There’s something Blue Origin, NASA, Planetary Resources and SNC all do that we haven’t talked about yet. Videos have prominent placement on each! But let’s talk about SpaceX.

Make a Video

Of all the companies mentioned so far, SpaceX is the buzziest. Focused on B2B services, they don’t offer tourist trips like Blue Origin or Virgin (though two private citizens will apparently circumnavigate the Moon with SpaceX in 2018). Two videos on their “About” page support an ambitious headline. And that’s it above the fold!

One video is a basic promo reel you might show before your CEO walks out for a presentation. Plenty of slow-motion rocket footage. But I think it does the trick. It tells me SpaceX designs and builds rockets with innovative capabilities the other companies don’t have.

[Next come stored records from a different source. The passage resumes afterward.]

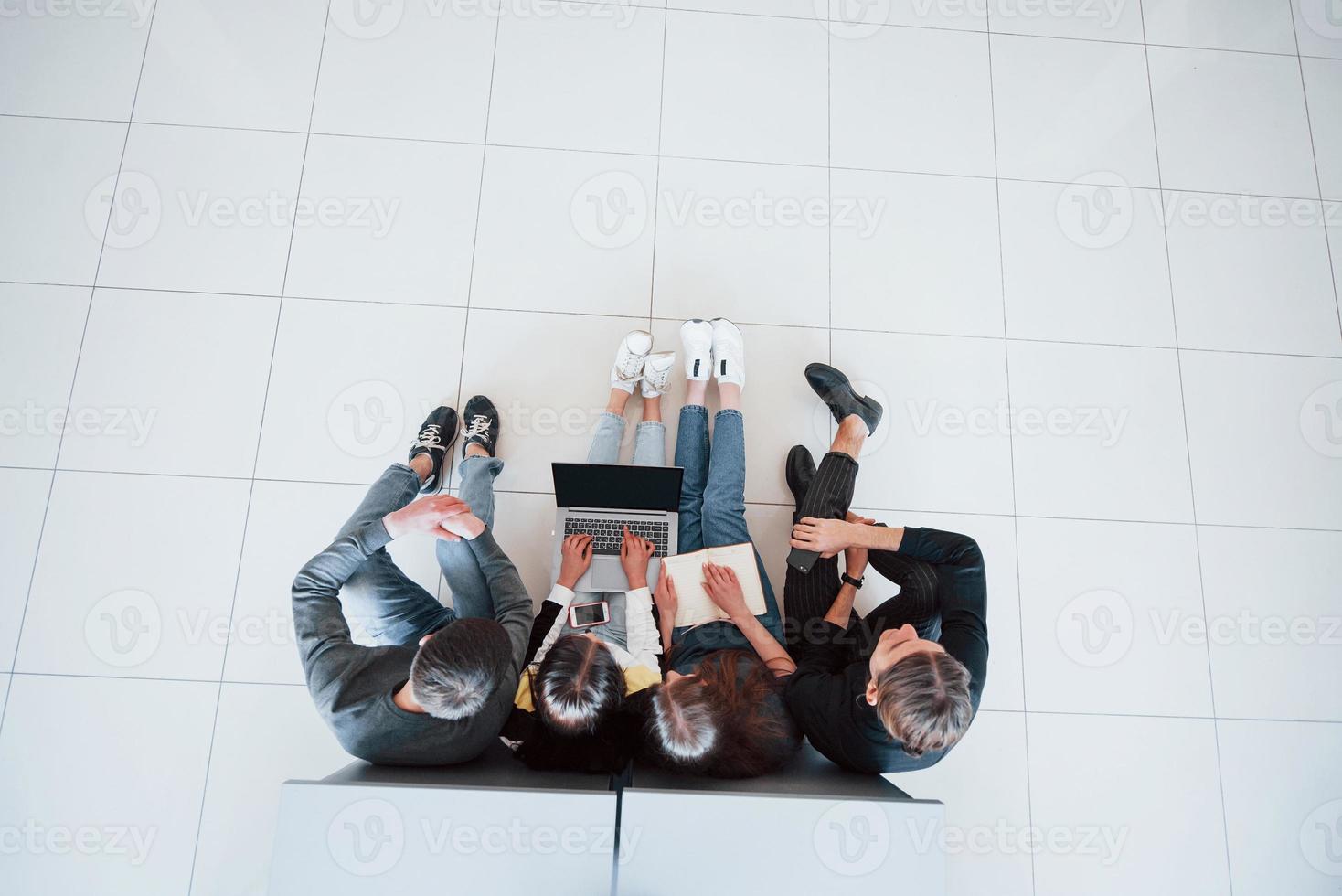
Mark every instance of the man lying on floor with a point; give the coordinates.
(439, 683)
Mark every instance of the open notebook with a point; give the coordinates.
(693, 603)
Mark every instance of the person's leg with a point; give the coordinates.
(691, 453)
(378, 597)
(650, 437)
(610, 431)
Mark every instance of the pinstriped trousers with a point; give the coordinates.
(808, 596)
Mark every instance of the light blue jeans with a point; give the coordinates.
(392, 606)
(713, 505)
(650, 442)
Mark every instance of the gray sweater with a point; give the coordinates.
(353, 684)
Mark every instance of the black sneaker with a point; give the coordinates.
(799, 471)
(482, 424)
(435, 439)
(835, 390)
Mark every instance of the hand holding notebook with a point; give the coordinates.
(694, 603)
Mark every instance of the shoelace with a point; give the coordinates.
(479, 427)
(430, 436)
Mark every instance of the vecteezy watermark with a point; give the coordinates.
(1321, 420)
(118, 841)
(129, 209)
(123, 628)
(370, 837)
(134, 11)
(857, 19)
(1321, 838)
(367, 419)
(1095, 211)
(367, 837)
(375, 19)
(1095, 629)
(1324, 17)
(852, 838)
(1004, 838)
(131, 424)
(1103, 425)
(611, 211)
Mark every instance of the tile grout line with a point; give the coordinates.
(74, 373)
(261, 430)
(656, 177)
(1318, 178)
(470, 281)
(1188, 460)
(1011, 445)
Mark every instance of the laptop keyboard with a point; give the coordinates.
(607, 534)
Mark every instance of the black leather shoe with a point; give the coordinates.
(799, 471)
(835, 390)
(482, 424)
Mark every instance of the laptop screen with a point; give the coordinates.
(618, 485)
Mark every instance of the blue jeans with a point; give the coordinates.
(389, 605)
(713, 506)
(650, 442)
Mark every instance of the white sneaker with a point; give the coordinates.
(656, 373)
(729, 353)
(697, 338)
(628, 359)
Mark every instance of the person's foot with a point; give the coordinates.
(729, 353)
(799, 471)
(628, 359)
(656, 373)
(435, 440)
(482, 425)
(835, 390)
(697, 338)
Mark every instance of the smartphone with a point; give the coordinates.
(584, 616)
(802, 560)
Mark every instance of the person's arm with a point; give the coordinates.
(723, 589)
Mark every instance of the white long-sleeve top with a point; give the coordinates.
(643, 641)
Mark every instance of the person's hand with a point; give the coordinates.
(666, 597)
(723, 589)
(825, 537)
(575, 560)
(431, 517)
(855, 557)
(634, 557)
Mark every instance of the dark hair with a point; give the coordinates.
(726, 720)
(923, 702)
(577, 686)
(459, 667)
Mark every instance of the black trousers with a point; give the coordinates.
(808, 596)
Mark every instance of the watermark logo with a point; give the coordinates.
(367, 419)
(1095, 211)
(1095, 629)
(852, 838)
(610, 211)
(129, 218)
(852, 19)
(367, 838)
(1321, 420)
(1324, 17)
(123, 629)
(1321, 838)
(367, 19)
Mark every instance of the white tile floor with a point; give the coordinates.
(1087, 254)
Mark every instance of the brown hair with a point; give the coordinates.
(923, 702)
(577, 686)
(728, 720)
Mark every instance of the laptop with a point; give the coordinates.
(600, 500)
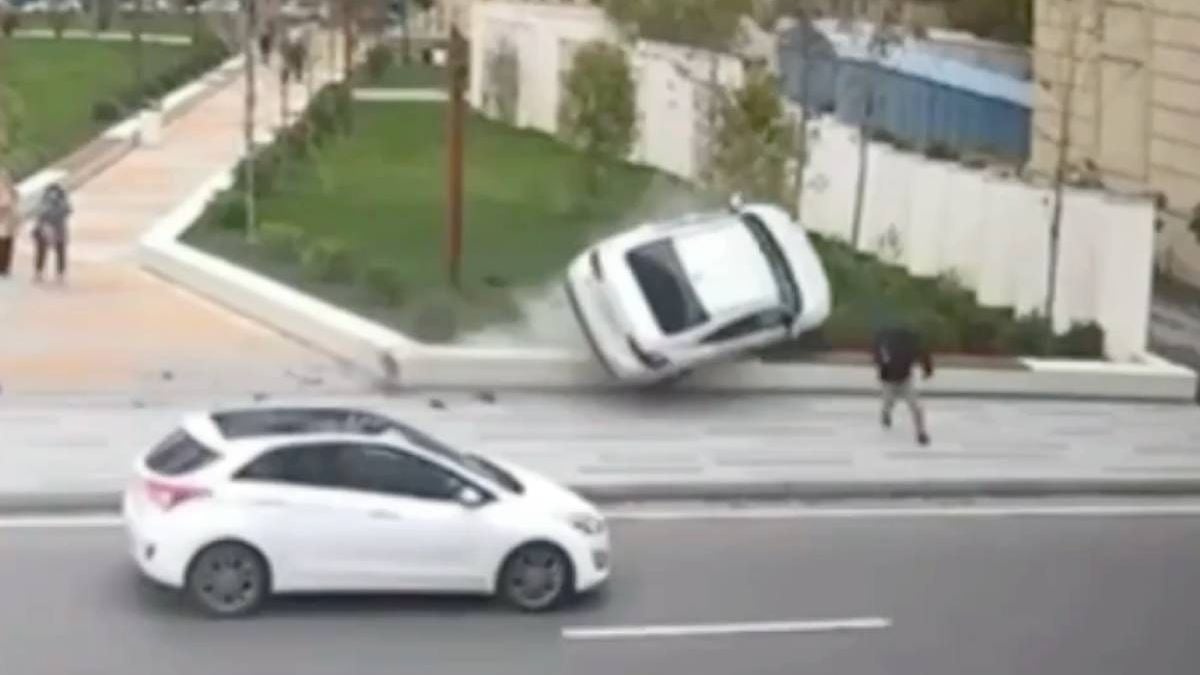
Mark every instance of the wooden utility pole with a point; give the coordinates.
(251, 103)
(457, 73)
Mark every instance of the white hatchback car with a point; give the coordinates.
(243, 503)
(663, 298)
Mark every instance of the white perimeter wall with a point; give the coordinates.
(672, 82)
(991, 232)
(931, 217)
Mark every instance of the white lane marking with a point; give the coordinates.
(49, 521)
(816, 513)
(706, 629)
(60, 521)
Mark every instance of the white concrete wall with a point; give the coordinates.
(991, 232)
(673, 83)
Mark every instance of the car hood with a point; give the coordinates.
(544, 493)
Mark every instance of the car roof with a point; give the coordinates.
(247, 431)
(727, 269)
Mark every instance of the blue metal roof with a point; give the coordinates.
(909, 58)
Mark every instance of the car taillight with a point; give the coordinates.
(649, 359)
(168, 495)
(597, 270)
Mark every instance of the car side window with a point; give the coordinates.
(744, 327)
(301, 465)
(391, 471)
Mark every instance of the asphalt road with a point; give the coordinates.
(964, 596)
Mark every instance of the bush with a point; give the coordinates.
(297, 139)
(387, 282)
(10, 23)
(1081, 341)
(328, 260)
(59, 22)
(1027, 334)
(228, 211)
(282, 240)
(379, 60)
(106, 112)
(436, 321)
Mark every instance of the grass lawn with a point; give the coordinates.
(57, 82)
(379, 191)
(160, 23)
(412, 76)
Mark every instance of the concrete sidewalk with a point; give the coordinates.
(117, 328)
(78, 454)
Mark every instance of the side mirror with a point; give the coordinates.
(471, 497)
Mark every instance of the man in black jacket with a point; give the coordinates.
(895, 352)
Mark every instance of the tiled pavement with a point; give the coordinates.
(114, 327)
(683, 446)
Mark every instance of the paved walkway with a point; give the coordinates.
(683, 446)
(117, 328)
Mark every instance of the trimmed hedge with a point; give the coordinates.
(208, 53)
(328, 260)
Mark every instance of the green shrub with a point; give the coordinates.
(387, 282)
(106, 112)
(1081, 341)
(937, 332)
(847, 328)
(436, 321)
(9, 23)
(282, 240)
(982, 333)
(59, 22)
(328, 260)
(228, 210)
(1027, 334)
(322, 115)
(295, 139)
(343, 106)
(379, 59)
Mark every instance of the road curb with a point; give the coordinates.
(64, 502)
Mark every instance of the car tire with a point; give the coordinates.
(537, 577)
(228, 579)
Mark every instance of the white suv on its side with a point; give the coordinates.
(663, 298)
(238, 505)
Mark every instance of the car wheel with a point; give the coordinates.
(537, 578)
(228, 579)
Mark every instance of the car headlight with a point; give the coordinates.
(587, 523)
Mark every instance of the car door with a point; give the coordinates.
(742, 335)
(313, 531)
(423, 538)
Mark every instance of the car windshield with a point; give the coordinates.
(667, 290)
(789, 291)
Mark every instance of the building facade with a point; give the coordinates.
(1117, 84)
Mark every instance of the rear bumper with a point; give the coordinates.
(157, 554)
(595, 567)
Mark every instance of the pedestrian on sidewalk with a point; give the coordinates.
(265, 41)
(51, 232)
(10, 221)
(897, 348)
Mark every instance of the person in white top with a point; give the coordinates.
(10, 221)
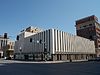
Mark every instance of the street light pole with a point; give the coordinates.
(20, 49)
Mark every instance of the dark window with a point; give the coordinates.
(84, 26)
(99, 45)
(30, 39)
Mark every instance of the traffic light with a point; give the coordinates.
(40, 41)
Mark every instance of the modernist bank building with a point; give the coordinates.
(52, 44)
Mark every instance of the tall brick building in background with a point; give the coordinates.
(89, 28)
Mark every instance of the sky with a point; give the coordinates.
(16, 15)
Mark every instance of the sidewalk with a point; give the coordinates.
(17, 61)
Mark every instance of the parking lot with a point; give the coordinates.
(43, 68)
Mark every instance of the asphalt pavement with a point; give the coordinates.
(62, 68)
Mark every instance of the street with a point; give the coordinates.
(73, 68)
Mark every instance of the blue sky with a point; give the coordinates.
(16, 15)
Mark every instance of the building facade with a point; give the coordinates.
(6, 46)
(89, 28)
(53, 44)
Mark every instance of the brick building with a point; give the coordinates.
(89, 28)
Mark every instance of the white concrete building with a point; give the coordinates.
(52, 44)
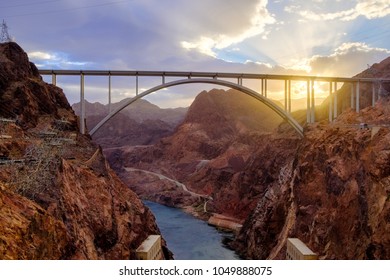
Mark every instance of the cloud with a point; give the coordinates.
(56, 60)
(209, 45)
(347, 60)
(369, 9)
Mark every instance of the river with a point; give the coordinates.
(190, 238)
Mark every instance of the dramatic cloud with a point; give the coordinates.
(258, 21)
(370, 9)
(331, 37)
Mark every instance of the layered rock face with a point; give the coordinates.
(336, 196)
(59, 199)
(142, 123)
(224, 153)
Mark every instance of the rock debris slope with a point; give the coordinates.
(59, 199)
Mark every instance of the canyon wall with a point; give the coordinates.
(59, 199)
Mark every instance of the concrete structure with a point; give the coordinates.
(297, 250)
(221, 79)
(150, 249)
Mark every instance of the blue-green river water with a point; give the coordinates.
(190, 238)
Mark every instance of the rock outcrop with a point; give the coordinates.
(142, 123)
(222, 153)
(59, 199)
(336, 198)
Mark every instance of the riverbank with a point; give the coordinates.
(190, 238)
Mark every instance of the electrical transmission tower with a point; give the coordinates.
(4, 37)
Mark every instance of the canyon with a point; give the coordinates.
(59, 198)
(237, 161)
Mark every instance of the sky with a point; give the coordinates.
(318, 37)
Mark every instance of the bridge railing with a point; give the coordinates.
(263, 80)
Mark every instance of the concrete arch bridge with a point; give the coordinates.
(224, 79)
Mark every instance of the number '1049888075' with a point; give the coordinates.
(231, 270)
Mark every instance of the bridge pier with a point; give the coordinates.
(330, 106)
(218, 78)
(54, 79)
(136, 85)
(358, 97)
(109, 93)
(352, 96)
(313, 106)
(82, 105)
(335, 105)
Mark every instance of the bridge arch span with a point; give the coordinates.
(286, 116)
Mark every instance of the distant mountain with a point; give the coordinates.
(139, 111)
(141, 123)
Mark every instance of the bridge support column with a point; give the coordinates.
(136, 85)
(358, 97)
(109, 93)
(312, 109)
(289, 95)
(308, 111)
(54, 79)
(335, 105)
(286, 95)
(330, 101)
(82, 105)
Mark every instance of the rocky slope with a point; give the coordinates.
(221, 153)
(330, 189)
(59, 199)
(142, 123)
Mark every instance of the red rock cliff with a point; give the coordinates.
(59, 199)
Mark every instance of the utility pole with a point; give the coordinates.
(4, 37)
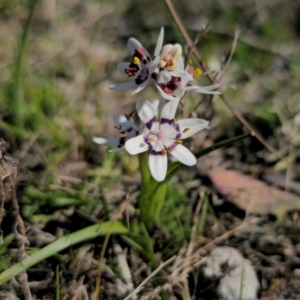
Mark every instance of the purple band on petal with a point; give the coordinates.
(165, 120)
(172, 147)
(150, 123)
(147, 141)
(176, 127)
(157, 153)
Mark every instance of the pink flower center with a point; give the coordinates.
(160, 135)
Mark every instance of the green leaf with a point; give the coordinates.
(61, 244)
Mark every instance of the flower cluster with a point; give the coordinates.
(158, 132)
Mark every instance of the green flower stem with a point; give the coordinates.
(153, 193)
(17, 104)
(59, 245)
(145, 173)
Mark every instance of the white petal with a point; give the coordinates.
(177, 52)
(107, 141)
(165, 50)
(162, 103)
(153, 66)
(121, 149)
(140, 104)
(124, 86)
(120, 119)
(141, 86)
(122, 66)
(169, 110)
(185, 76)
(159, 42)
(133, 44)
(203, 89)
(137, 144)
(180, 64)
(165, 95)
(158, 162)
(189, 127)
(163, 77)
(184, 155)
(146, 113)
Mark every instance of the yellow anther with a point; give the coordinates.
(136, 60)
(197, 72)
(132, 114)
(170, 63)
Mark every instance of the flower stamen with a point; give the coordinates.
(197, 72)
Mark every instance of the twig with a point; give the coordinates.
(101, 259)
(211, 79)
(161, 266)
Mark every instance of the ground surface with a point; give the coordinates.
(55, 98)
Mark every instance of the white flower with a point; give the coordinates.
(141, 67)
(169, 56)
(194, 88)
(127, 130)
(165, 68)
(162, 134)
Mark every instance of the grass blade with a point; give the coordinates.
(59, 245)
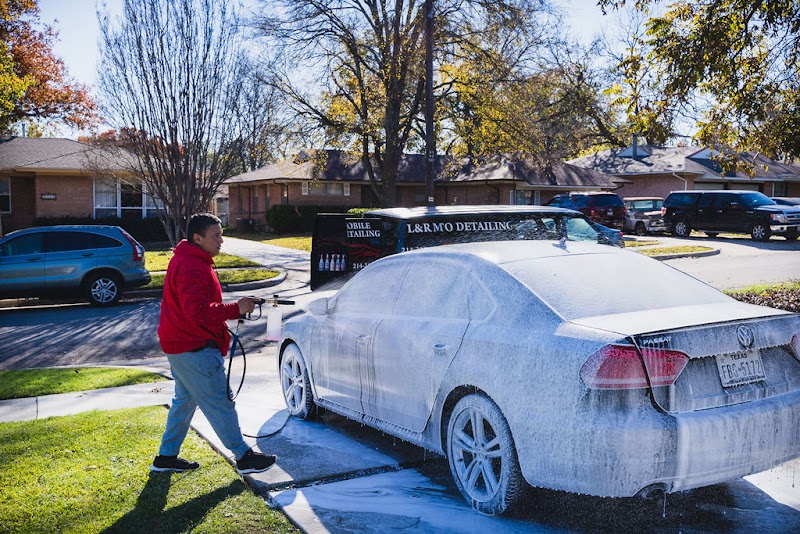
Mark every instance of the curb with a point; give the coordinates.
(663, 257)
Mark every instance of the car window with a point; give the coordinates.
(580, 230)
(66, 241)
(434, 289)
(752, 200)
(373, 291)
(607, 201)
(24, 244)
(620, 283)
(580, 201)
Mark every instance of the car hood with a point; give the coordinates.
(660, 319)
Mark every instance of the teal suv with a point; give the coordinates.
(97, 262)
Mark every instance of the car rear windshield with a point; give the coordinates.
(590, 285)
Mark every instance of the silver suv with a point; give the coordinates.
(98, 262)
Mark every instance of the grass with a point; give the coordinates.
(225, 277)
(680, 249)
(37, 382)
(90, 473)
(157, 260)
(296, 241)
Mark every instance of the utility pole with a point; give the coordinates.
(430, 142)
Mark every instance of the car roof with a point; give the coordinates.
(64, 228)
(505, 252)
(412, 213)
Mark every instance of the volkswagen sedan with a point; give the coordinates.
(563, 365)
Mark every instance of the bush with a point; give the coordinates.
(143, 230)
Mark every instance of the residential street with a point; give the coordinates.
(334, 475)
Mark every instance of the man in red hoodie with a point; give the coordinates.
(193, 334)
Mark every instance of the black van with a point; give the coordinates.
(343, 244)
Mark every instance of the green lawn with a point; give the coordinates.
(90, 473)
(37, 382)
(157, 260)
(225, 277)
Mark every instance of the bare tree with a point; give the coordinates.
(169, 78)
(368, 57)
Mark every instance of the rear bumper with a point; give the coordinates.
(137, 279)
(618, 454)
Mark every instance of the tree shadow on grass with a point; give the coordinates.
(149, 514)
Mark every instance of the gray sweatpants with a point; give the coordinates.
(200, 381)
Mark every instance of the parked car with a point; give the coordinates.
(714, 212)
(571, 366)
(787, 201)
(643, 215)
(602, 207)
(98, 262)
(343, 243)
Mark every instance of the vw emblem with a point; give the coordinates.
(745, 336)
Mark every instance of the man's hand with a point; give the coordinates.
(246, 305)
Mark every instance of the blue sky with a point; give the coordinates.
(76, 23)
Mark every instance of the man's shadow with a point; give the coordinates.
(149, 516)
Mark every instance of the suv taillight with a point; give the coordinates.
(138, 250)
(619, 367)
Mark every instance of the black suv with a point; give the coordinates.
(713, 212)
(601, 207)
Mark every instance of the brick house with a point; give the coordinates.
(54, 177)
(334, 178)
(656, 171)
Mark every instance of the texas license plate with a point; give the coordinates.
(740, 368)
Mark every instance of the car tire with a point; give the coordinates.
(102, 289)
(681, 228)
(295, 383)
(482, 456)
(760, 232)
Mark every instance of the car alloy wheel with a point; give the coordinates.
(482, 457)
(682, 229)
(103, 290)
(295, 383)
(759, 232)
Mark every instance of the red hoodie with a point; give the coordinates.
(192, 312)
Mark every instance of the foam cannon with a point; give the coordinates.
(275, 317)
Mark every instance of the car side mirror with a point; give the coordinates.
(319, 306)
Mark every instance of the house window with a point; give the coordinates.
(5, 195)
(124, 199)
(326, 189)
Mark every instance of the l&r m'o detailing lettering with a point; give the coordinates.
(475, 226)
(361, 229)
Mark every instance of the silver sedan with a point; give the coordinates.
(570, 366)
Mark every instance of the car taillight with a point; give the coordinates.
(620, 367)
(138, 250)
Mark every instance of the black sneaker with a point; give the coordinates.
(254, 462)
(172, 463)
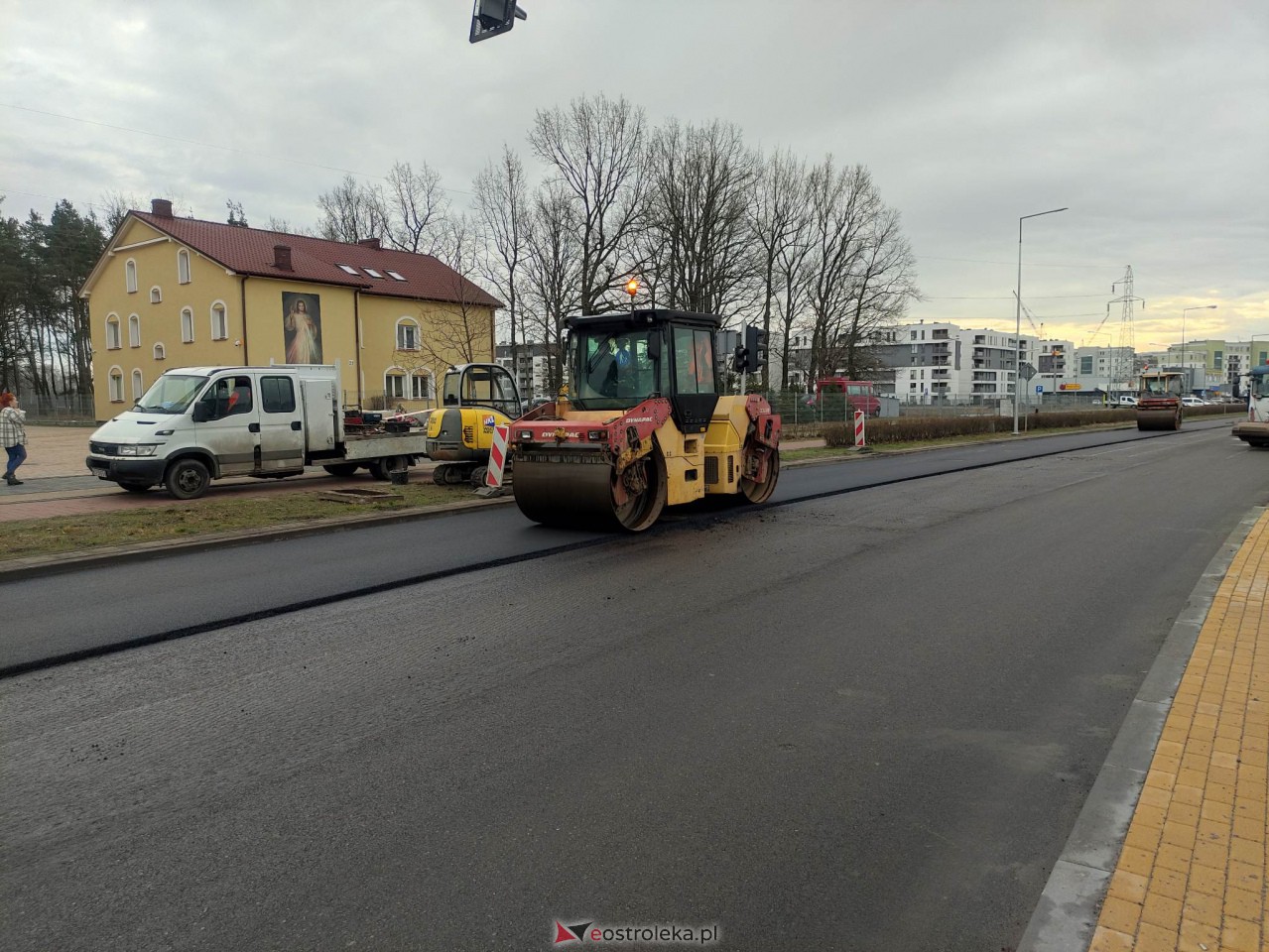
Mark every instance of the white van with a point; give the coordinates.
(208, 422)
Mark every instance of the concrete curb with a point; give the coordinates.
(1068, 910)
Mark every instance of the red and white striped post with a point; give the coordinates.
(498, 456)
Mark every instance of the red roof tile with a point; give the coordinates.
(250, 251)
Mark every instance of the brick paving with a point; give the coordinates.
(1192, 871)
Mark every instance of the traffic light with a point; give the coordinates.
(755, 345)
(494, 17)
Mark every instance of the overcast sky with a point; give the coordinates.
(1150, 121)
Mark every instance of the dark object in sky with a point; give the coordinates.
(494, 17)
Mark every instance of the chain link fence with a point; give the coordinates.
(67, 409)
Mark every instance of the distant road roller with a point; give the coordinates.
(640, 426)
(1159, 401)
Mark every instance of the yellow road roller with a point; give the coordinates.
(640, 424)
(1159, 401)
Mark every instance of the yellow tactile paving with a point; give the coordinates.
(1193, 870)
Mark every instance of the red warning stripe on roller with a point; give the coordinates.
(498, 456)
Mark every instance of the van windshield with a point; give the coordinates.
(171, 393)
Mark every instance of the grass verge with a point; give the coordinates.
(207, 516)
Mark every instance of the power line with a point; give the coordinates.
(1029, 297)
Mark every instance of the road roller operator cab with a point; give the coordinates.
(1159, 400)
(641, 424)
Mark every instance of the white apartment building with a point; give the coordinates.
(943, 363)
(531, 370)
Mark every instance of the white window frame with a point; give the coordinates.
(219, 321)
(426, 392)
(399, 376)
(418, 333)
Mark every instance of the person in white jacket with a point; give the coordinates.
(13, 436)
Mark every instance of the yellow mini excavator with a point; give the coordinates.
(473, 400)
(640, 426)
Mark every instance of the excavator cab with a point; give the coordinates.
(473, 400)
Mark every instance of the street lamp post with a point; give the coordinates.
(1190, 381)
(1018, 309)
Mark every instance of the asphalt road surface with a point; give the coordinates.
(865, 719)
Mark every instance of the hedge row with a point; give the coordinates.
(920, 428)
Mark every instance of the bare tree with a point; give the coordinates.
(417, 210)
(883, 282)
(777, 219)
(551, 273)
(596, 149)
(503, 204)
(841, 201)
(351, 210)
(700, 181)
(460, 326)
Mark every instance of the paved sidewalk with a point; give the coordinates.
(1192, 870)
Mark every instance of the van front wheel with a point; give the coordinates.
(187, 479)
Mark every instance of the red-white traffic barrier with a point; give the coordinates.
(498, 456)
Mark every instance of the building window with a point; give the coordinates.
(219, 322)
(408, 333)
(394, 384)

The second video is a little out of place. It’s a bit of Elon Musk hyping Mars as the next great destination. SpaceX doesn’t go to Mars yet. They help launch satellites and deliver cargo to the International Space Station. But the Mars video unpacks their stated mission to make life multi-planetary and gives it some meat. These videos simplify complex business models and presentations to 90 second chunks.

More company information is down below these videos, for sure. The photo-rich history timeline is especially nifty. But I think the point is that you get the gist of SpaceX quickly just checking out the videos.

These space-faring companies have decades of history dealing with complex challenges most of us have difficulty grasping. But their About pages work because they work with these powerful tools:

Key Points

  • Don’t write an About page
  • Put what you do in your menu
  • Organize your page with clear sections
  • Use great big pictures
  • Make a video

What’s your company’s mission statement? Could you tell your company’s history in five pictures or less? Would a new customer know what you do just by looking at your website’s navigation bar? Consider these points as you review and revise your own website.